Michelle inmediatamente palideció.
—Es una locura. No sabía que eran reales. Pensé que solo eran mitos —dijo Michelle, abanicándose.
—Bueno, tú y yo pensábamos igual —dije, y extendí la mano para cubrir la suya—. Esto es más grande que todos nosotros, así que voy a instarte a que tengas cuidado, Michelle.
—Probablemente debería decirle eso a todos —dijo Elijah y se levantó de la cama.
—¿Qué, te vas ahora mismo? —le pregunté, y él se encogió de hombros.

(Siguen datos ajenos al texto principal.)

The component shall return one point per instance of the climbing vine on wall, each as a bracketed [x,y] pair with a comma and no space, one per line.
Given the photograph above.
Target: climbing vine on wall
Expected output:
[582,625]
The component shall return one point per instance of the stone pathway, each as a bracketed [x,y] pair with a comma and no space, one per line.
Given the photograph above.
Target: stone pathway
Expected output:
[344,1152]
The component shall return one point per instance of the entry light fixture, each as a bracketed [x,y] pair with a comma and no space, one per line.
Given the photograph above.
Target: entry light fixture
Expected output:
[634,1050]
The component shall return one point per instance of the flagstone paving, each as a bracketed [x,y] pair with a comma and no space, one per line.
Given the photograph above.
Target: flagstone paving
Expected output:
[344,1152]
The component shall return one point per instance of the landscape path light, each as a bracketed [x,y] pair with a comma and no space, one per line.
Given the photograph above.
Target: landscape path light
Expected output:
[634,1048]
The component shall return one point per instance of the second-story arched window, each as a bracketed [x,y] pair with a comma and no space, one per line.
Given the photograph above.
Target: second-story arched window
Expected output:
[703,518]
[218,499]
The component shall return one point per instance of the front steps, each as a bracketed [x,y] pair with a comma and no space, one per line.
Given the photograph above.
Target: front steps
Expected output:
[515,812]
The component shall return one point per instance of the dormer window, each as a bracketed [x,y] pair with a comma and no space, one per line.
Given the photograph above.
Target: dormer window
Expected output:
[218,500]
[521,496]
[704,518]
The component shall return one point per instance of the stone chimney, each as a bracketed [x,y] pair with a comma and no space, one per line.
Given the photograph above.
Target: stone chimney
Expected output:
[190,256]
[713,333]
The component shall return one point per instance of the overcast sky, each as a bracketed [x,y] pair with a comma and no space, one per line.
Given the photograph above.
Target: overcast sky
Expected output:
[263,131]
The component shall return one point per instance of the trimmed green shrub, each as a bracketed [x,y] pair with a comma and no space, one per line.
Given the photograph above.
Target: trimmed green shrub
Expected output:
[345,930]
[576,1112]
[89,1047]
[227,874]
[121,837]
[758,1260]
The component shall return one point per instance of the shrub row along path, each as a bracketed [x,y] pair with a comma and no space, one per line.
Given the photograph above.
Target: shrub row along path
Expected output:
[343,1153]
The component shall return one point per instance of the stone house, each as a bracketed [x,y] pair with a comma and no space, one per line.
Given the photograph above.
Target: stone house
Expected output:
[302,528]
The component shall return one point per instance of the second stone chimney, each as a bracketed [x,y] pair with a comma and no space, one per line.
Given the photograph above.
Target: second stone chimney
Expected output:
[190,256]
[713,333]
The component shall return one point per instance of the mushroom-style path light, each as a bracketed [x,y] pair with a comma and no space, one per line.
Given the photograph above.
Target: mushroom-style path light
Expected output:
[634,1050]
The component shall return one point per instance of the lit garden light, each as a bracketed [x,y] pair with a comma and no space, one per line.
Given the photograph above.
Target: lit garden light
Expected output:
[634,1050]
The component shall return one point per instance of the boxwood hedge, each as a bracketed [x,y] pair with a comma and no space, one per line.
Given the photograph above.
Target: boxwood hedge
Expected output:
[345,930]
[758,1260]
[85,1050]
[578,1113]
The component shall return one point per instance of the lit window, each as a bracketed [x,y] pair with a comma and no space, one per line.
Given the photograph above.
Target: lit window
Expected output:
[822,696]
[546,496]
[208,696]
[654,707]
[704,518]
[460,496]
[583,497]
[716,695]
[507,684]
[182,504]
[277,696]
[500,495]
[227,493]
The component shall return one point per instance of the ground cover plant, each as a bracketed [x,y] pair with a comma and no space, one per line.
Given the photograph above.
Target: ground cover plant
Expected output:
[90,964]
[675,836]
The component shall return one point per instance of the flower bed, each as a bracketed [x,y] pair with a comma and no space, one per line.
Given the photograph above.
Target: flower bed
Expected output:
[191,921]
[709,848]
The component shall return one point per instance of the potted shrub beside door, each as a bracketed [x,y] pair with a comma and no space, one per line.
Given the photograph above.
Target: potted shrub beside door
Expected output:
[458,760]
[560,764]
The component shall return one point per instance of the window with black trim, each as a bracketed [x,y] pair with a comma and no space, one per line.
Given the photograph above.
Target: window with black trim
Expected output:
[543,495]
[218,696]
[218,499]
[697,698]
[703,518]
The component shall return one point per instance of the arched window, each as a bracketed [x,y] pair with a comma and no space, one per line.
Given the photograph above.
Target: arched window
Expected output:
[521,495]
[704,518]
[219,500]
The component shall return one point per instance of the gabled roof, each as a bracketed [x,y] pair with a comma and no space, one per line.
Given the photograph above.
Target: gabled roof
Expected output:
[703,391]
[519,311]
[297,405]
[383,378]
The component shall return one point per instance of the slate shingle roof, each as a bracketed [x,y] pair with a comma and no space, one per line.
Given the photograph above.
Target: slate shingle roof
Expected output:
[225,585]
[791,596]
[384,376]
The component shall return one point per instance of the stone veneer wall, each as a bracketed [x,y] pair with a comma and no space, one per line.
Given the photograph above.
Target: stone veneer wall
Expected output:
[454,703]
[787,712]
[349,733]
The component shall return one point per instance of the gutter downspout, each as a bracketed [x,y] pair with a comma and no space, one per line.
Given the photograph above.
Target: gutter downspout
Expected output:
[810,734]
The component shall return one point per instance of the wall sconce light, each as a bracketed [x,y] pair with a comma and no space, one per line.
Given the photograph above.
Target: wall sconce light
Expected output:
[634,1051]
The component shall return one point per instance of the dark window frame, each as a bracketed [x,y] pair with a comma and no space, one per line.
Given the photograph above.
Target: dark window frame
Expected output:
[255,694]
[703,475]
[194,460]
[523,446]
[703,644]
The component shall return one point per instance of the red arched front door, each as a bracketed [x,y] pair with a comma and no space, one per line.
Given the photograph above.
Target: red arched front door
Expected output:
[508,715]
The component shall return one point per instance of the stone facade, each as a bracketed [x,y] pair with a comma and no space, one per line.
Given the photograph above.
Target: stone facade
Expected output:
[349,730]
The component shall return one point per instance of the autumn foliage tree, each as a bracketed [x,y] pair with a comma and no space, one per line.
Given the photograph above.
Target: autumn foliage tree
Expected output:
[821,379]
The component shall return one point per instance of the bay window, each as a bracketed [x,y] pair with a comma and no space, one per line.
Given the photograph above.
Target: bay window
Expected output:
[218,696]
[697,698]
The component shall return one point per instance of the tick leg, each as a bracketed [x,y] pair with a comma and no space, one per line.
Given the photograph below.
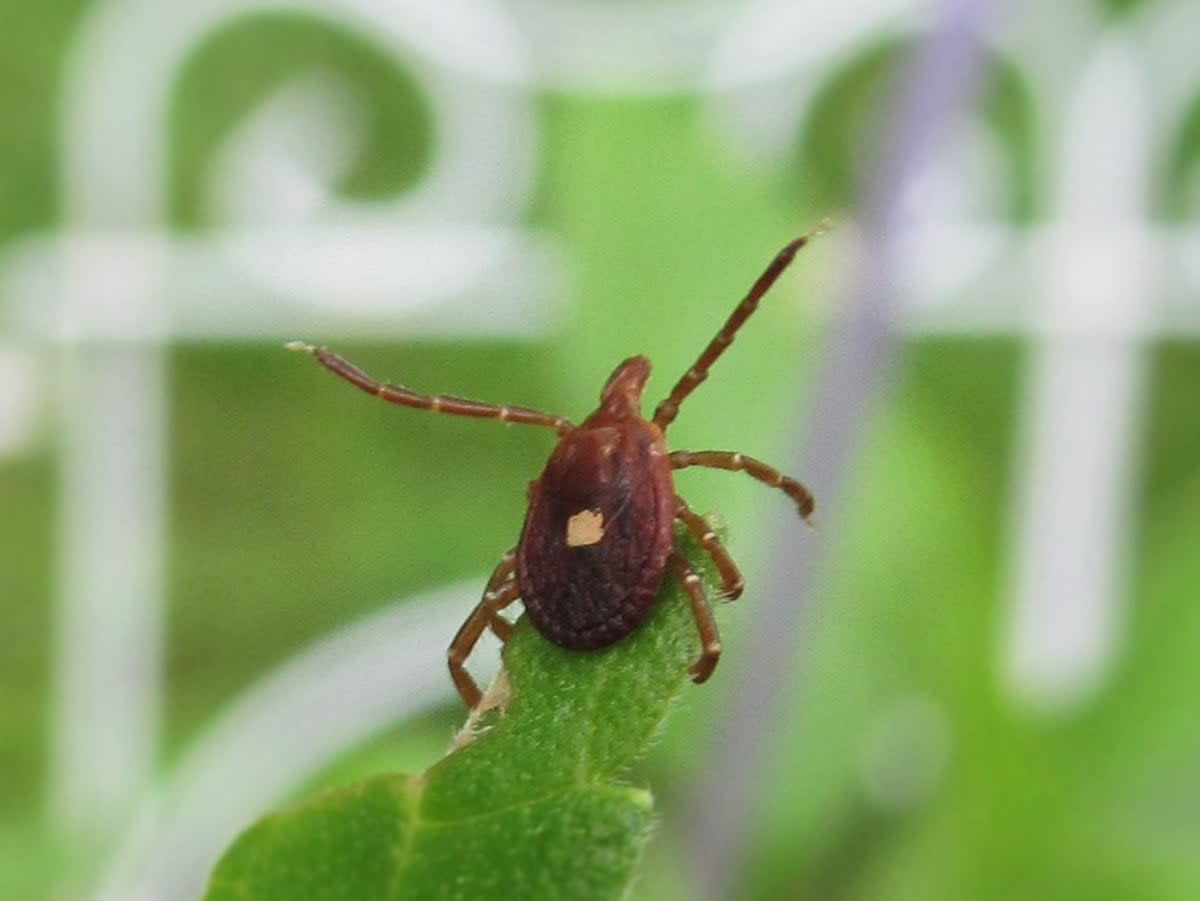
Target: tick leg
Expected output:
[438,403]
[755,468]
[501,592]
[731,580]
[666,412]
[709,638]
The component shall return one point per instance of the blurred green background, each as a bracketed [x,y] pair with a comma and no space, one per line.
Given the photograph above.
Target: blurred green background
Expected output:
[298,505]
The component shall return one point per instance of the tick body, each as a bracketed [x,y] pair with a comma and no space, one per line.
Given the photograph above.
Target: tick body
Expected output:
[599,534]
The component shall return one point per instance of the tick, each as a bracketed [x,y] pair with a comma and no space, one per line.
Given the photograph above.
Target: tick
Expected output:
[599,534]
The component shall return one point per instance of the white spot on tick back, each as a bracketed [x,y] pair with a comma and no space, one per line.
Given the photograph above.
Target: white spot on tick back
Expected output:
[585,528]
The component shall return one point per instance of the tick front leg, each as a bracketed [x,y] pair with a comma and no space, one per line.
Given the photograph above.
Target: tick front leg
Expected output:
[709,638]
[731,578]
[501,592]
[438,403]
[755,468]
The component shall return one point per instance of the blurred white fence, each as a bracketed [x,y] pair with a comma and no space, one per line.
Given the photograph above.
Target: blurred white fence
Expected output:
[1095,276]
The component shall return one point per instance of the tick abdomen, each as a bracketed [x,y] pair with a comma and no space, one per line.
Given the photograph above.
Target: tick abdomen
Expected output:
[598,534]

—Me reuniré primero con el consejo, ellos pueden reiterarlo con todos los demás. Les dará una sensación de seguridad y estabilidad saber que no estoy simplemente sentado sin hacer nada —caminó hacia mí y me dio un beso en la sien—. No te vayas a ningún lado mientras no estoy, ¿de acuerdo?
Sonreí y asentí.
—De acuerdo —dije suavemente. Sabía que tenía que hacer lo que debía hacer. Su deber era con su gente, especialmente ahora, en momentos como este.
Pero no podía evitar quererlo aquí, justo a mi lado. Porque así como su presencia era un ancla para la gente, su presencia también me daba una sensación de seguridad.